I’m going to start a new term: Educational Self Reliance. This is defined as a person’s ability to be in charge of his or her own learning and to successfully solve problems.

At Stanford University, I took a course from the “father” of cultural transition – which is the way society teaches its young how to be successful in its culture. How we transmit culture in our own countries (or even our homes) can be different. Dr. Spindler showed us an example of an aboriginal people who encouraged young children to use sharp objects such as knives and axes – and they didn’t hurt themselves! In my culture, allowing children to handle those things can be seen as dangerous, and parents may even be perceived as negligent - where in the aboriginal culture, it was viewed as good and necessary to transmit skills. I saw another, subtle example when I lived in New Zealand and observed my daughter’s math assignment where the teacher had marked the “correct” answers rather than those that were wrong. We saw that perspective in other classes in New Zealand’s schools as well. In the US, teachers generally mark what is wrong. It made me wonder what other lessons were being taught by those teachers, even without realizing it?

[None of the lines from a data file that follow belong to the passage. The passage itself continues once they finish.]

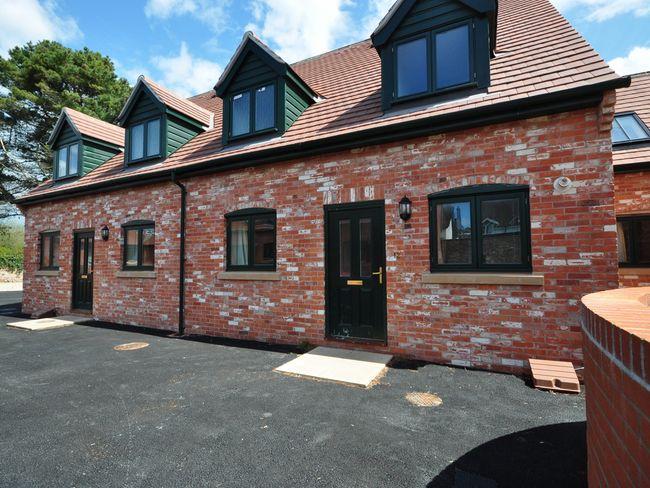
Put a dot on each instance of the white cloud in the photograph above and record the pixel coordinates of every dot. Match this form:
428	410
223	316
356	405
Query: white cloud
213	13
303	28
601	10
636	61
185	74
30	20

In the end, our goal is to teach students to be “Educationally Self Reliant” and to equip them with the skills to solve problems. How we do that is often a pattern of how we were taught. Khai learning seeks to highlight how learning takes place across all cultures. Understanding the natural pattern of knowledge > hope > action > inspiration helps self-reliant learners know where they are and what they need to do to keep learning. For example, self-reliant learners may “seek out,” or “act,” by exploring new resources, finding a mentor, trial and error, building something, or making, or playing, or experimenting on their hopes. This happens at any age and across cultures – and teachers, mentors, and parents help learners see the possibilities as well as remove roadblocks. Khai Learning is a pattern of growing self-reliance.